What are the pitfalls to watch out for when using predictive analytics across an enterprise?
“The biggest pitfall we see is enterprises believing that their data is structured and holds the answers to all of their questions about the future. Most of the time, this is not the case, and I would go as far as saying that there is no such thing as structured data! Why? Because your company’s data can be seen structured if it complies with your data inputting policies even though those policies may have been around for several years.

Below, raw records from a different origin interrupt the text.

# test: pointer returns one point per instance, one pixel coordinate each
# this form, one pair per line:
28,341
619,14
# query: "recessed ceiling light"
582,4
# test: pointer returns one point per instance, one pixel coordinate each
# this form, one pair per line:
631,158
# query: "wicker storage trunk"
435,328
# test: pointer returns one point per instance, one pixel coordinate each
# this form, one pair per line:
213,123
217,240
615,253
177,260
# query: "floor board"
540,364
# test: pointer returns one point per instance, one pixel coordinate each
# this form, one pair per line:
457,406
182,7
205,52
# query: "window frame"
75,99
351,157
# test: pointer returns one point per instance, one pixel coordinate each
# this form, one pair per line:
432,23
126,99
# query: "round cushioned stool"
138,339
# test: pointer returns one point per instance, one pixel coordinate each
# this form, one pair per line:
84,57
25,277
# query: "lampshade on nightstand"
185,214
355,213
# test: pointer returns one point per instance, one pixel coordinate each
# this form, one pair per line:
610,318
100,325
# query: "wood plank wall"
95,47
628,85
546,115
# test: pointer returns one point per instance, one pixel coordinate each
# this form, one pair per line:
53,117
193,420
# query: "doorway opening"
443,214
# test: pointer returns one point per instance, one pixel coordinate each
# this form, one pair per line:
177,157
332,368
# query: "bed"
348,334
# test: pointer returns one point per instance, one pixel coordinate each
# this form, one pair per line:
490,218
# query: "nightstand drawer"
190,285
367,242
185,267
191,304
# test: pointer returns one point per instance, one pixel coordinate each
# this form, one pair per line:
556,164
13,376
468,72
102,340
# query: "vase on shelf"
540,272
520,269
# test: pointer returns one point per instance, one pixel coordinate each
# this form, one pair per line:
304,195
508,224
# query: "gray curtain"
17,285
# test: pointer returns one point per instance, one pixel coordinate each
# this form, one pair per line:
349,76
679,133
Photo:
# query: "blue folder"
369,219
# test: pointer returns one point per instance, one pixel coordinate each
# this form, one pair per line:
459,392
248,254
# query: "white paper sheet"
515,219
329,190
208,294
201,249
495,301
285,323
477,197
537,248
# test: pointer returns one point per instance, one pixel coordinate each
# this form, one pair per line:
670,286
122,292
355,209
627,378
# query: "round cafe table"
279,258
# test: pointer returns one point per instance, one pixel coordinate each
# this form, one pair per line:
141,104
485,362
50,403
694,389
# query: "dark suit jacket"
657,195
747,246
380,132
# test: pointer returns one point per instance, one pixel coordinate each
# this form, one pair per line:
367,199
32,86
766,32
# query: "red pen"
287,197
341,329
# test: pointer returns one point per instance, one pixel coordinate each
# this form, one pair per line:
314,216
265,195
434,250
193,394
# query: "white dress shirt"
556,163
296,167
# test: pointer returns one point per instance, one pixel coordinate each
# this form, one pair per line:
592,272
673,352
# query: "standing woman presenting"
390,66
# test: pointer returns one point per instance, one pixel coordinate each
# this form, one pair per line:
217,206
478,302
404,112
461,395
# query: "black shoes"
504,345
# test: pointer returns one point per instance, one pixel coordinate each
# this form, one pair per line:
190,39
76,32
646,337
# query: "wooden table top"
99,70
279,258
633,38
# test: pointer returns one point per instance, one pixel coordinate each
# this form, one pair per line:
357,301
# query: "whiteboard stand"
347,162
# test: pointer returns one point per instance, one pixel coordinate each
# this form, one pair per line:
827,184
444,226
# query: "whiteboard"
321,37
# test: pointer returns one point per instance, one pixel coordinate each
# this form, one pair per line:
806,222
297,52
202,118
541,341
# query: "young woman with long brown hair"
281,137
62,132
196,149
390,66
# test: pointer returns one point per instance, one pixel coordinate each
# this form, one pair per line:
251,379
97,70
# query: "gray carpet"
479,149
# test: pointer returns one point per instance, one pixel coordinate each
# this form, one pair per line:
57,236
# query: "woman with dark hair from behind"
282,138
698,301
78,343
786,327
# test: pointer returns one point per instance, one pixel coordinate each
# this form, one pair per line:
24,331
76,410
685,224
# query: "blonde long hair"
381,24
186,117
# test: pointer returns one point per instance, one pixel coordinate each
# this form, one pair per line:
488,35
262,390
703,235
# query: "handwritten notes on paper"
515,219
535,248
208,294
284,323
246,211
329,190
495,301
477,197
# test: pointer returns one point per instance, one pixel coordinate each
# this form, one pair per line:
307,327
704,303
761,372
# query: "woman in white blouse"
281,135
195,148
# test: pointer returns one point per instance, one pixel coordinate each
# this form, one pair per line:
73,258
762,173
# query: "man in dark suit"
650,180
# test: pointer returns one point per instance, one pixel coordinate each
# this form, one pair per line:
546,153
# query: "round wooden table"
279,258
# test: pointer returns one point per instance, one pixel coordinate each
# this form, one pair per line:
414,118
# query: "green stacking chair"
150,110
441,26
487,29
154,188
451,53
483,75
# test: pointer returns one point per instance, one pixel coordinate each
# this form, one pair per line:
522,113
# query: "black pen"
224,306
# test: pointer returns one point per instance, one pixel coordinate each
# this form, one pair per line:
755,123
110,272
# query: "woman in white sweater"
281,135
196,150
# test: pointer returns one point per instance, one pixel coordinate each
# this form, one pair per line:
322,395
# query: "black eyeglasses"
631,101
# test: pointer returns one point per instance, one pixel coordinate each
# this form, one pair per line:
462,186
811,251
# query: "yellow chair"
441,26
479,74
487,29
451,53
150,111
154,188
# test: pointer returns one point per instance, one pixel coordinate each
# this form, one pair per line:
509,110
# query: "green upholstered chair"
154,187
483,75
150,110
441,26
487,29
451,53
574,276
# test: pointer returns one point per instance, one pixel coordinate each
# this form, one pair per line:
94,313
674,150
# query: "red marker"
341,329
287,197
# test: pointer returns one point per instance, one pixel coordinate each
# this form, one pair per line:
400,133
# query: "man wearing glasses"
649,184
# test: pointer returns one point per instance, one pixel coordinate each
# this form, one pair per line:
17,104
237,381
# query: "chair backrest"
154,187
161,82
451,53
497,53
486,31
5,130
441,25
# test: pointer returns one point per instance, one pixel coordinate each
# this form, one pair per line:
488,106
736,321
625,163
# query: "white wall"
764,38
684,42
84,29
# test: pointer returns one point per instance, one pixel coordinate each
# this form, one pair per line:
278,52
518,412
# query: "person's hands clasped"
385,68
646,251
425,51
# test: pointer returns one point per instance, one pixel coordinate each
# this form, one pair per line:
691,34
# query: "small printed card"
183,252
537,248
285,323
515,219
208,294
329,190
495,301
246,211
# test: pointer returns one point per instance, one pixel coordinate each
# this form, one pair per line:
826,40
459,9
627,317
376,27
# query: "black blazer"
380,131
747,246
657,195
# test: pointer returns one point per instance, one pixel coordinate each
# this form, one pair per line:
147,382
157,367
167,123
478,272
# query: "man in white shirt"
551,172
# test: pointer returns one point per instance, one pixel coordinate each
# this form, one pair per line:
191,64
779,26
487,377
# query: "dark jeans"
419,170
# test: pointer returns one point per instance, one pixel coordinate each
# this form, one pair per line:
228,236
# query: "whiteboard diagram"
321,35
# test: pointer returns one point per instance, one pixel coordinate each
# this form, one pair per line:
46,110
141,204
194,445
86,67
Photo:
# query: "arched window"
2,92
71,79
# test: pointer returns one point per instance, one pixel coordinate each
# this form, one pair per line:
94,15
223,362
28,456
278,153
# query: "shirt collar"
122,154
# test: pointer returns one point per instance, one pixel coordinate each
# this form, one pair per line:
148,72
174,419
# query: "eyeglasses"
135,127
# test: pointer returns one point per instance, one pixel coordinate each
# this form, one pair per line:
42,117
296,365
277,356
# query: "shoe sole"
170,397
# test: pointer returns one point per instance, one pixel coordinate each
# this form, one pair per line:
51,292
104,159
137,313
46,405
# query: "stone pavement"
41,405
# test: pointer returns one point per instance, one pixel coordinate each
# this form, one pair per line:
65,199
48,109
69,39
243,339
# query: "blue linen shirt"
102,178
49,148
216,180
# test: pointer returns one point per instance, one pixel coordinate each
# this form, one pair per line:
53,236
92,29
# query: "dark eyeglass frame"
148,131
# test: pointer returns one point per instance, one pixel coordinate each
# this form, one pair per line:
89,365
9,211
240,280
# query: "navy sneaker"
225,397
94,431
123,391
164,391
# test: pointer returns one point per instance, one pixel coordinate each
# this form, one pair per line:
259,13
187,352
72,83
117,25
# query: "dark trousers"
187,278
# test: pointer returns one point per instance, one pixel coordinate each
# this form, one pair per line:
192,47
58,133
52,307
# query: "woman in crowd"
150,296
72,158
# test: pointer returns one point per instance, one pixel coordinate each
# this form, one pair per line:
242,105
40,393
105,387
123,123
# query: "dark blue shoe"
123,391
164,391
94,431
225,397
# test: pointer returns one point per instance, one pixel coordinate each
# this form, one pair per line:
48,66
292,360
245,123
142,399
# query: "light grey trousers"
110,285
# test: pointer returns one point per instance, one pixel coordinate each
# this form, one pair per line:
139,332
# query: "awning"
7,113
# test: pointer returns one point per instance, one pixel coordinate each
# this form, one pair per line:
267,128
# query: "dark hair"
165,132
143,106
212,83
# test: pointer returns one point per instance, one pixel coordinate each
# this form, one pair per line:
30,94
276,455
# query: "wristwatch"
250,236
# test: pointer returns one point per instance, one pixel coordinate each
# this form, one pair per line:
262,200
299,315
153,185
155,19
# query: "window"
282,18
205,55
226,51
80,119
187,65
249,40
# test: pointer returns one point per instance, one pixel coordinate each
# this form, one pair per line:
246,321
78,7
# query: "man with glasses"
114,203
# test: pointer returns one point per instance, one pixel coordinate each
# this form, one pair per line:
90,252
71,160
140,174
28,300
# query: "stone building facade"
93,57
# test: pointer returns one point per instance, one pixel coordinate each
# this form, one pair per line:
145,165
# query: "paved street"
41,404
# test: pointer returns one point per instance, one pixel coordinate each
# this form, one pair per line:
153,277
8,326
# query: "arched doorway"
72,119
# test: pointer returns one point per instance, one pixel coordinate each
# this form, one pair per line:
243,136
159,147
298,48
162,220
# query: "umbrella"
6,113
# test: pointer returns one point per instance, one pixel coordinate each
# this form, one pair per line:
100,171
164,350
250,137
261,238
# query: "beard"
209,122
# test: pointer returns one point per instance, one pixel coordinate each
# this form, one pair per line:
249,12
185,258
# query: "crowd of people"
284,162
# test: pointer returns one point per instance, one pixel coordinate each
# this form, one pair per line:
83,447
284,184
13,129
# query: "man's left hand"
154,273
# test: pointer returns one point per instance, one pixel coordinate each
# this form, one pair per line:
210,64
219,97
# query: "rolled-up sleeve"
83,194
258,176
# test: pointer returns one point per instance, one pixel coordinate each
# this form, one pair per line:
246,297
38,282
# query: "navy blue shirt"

“Your predictions are then based on your data output and possibly hold newly acquired data from other channels that were not part of the original data input processes. Hence, your combined output might not match the key questions you need to answer in an ever-changing data-driven world. That is why we actively advocate enterprises to adopt a comprehensive data strategy as early as possible, which is the foundation for successful business intelligence and predictive analytics.”
What do you think the future of predictive analytics looks like?
“Avoid the hype! Machine learning and AI are the two key buzzwords that are being pushed around as the holy grail of “modern” business intelligence and predictive analytics. While both AI and machine learning algorithms can add significant value, the critical point goes back to your data. Without a clear data strategy, no matter how much AI or machine learning algorithms you apply, your analysis will not be any better. In fact, AI can amplify prediction errors and biases much further if the data structure is not scrutinised, optimised or analysed in detail as part of your data strategy.”